Instructors:
Werner Ceusters
William R. Hogan
Electronic health records (EHR) consist in part of structured data such as demographics, coded diagnoses and procedures, medications, problem list, adverse events, results from lab tests and so forth. This list will most likely expand with the move towards 'meaningful use'. To make these data useful for translational research, they are often exported to data warehouses and pooled with similar data from other systems (e.g. the i2b2 initiative). This is most typically achieved by converting data to a common format and applying data mapping procedures using reference terminologies. These techniques often lead to some form of data loss in terms of granularity or terminological detail.

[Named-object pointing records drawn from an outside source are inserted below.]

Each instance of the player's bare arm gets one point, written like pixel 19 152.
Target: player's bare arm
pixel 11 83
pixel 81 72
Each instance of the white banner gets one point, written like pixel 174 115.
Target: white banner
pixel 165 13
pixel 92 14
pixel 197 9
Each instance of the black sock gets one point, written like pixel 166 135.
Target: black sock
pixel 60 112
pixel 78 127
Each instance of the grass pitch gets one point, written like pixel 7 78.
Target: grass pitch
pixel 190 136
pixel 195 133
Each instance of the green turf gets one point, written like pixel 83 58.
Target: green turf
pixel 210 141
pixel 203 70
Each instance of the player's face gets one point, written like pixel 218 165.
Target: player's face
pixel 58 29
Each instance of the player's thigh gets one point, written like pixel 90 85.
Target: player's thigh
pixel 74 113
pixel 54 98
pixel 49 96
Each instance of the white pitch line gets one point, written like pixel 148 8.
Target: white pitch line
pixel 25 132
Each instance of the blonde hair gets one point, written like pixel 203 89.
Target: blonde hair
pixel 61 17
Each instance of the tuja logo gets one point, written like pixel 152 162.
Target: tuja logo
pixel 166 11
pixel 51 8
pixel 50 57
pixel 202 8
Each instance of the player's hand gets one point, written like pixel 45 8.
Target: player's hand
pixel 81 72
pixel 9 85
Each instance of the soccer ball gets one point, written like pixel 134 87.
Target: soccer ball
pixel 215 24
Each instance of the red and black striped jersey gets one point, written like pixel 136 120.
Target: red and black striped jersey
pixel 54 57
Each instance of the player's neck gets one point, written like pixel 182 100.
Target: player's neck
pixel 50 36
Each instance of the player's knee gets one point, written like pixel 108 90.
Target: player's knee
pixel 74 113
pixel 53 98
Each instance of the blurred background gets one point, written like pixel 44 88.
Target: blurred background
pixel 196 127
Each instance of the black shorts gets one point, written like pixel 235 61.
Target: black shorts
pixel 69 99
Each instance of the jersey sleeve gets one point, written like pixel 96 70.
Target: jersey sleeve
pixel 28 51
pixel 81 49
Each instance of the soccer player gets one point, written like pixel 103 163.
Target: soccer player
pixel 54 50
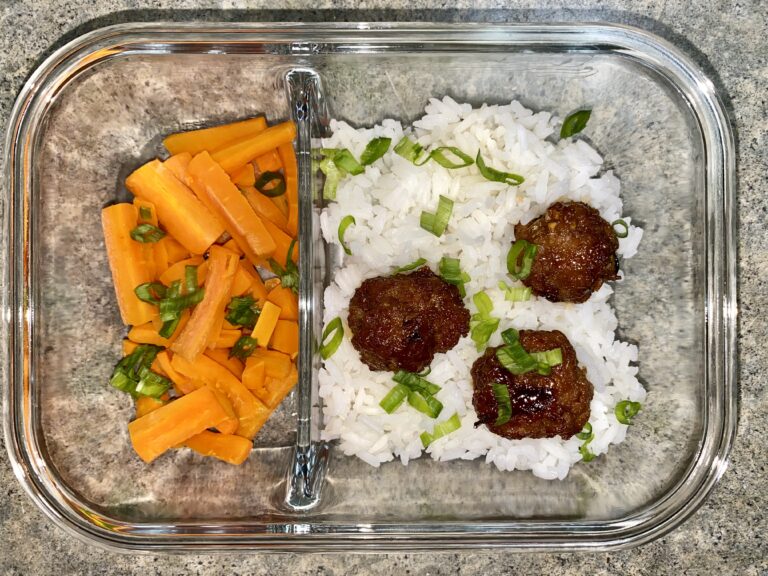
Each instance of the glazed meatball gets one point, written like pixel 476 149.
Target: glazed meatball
pixel 542 406
pixel 576 252
pixel 400 322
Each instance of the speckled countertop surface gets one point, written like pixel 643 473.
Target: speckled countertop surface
pixel 728 38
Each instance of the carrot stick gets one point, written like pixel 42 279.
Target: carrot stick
pixel 195 141
pixel 194 337
pixel 226 447
pixel 179 211
pixel 211 182
pixel 236 155
pixel 153 434
pixel 126 261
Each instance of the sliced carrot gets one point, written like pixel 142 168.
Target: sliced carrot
pixel 236 155
pixel 287 300
pixel 227 447
pixel 178 210
pixel 221 355
pixel 127 262
pixel 193 339
pixel 250 411
pixel 195 141
pixel 169 426
pixel 290 169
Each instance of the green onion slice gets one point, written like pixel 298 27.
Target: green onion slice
pixel 271 184
pixel 147 234
pixel 497 175
pixel 343 225
pixel 623 230
pixel 504 404
pixel 575 123
pixel 441 429
pixel 437 223
pixel 517 268
pixel 626 410
pixel 332 337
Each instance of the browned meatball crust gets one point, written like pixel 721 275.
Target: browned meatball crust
pixel 576 252
pixel 542 406
pixel 400 322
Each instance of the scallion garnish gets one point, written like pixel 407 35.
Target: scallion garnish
pixel 147 234
pixel 437 223
pixel 623 226
pixel 242 311
pixel 626 410
pixel 497 175
pixel 412 266
pixel 575 123
pixel 343 225
pixel 503 403
pixel 450 271
pixel 441 429
pixel 520 259
pixel 331 339
pixel 271 184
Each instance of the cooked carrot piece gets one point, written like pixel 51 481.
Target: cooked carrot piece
pixel 195 141
pixel 227 447
pixel 242 223
pixel 250 411
pixel 236 155
pixel 193 339
pixel 178 210
pixel 127 262
pixel 287 300
pixel 169 426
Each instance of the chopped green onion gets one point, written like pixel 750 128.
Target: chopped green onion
pixel 439 156
pixel 575 123
pixel 624 232
pixel 147 234
pixel 150 292
pixel 243 348
pixel 412 266
pixel 515 293
pixel 343 225
pixel 242 311
pixel 517 269
pixel 504 404
pixel 497 175
pixel 271 184
pixel 450 271
pixel 374 150
pixel 335 331
pixel 394 398
pixel 437 223
pixel 626 410
pixel 441 429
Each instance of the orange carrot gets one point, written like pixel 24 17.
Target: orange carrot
pixel 195 141
pixel 166 427
pixel 236 155
pixel 227 447
pixel 179 211
pixel 242 223
pixel 193 339
pixel 250 411
pixel 127 262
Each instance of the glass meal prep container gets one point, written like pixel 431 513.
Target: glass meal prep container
pixel 99 107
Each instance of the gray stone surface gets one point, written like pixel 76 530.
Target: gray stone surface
pixel 727 535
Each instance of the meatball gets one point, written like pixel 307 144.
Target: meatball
pixel 576 252
pixel 399 322
pixel 542 406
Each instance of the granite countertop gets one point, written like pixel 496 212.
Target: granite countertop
pixel 727 38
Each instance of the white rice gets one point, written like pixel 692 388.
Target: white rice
pixel 387 201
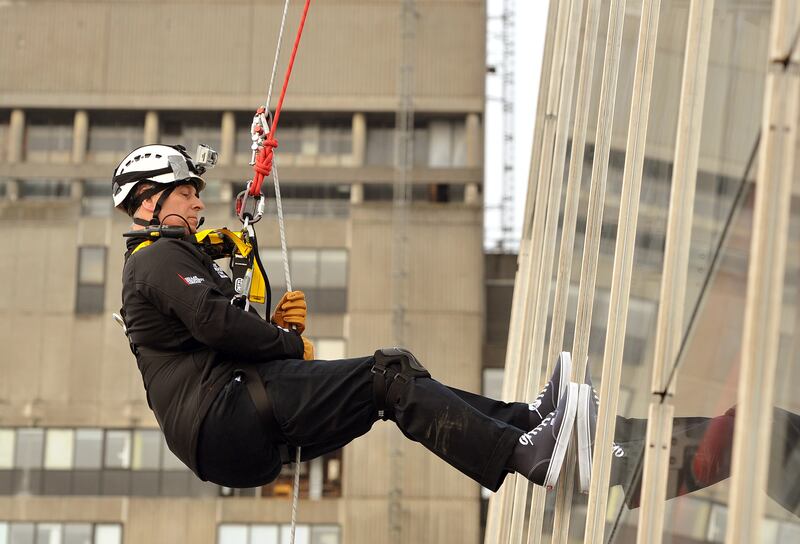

In this tutorial we will explain and provide practical examples of how Ontological Realism (OR) and Referent Tracking (RT) can be used to achieve data enrichment in data warehouses rather than data loss. This will be done by demonstrating how the principles of OR and RT, thereby further exploiting how the entities represented in the Ontology of General Medical Science (OGMS) relate to each other, can be used to improve the transform component of traditional Extract-Transform-Load (ETL) procedures in data warehousing. For example, explicit representation of entities referred to by ICD-9-CM diagnosis codes can simplify querys and help track individual diseases over time. We will also demonstrate that our methods will not lead to a completely faithful representation of the reality expressed by means of the EHR data because of underspecification in prevailing EHR paradigms. It will however be a means to provide recommendations for future meaningful use criteria.
This half-day tutorial will be of interest for anyone involved in:
Attendees may submit until one month prior to the tutorial examples of what they are practically struggling with in their environment. These examples will be worked out during the tutorial.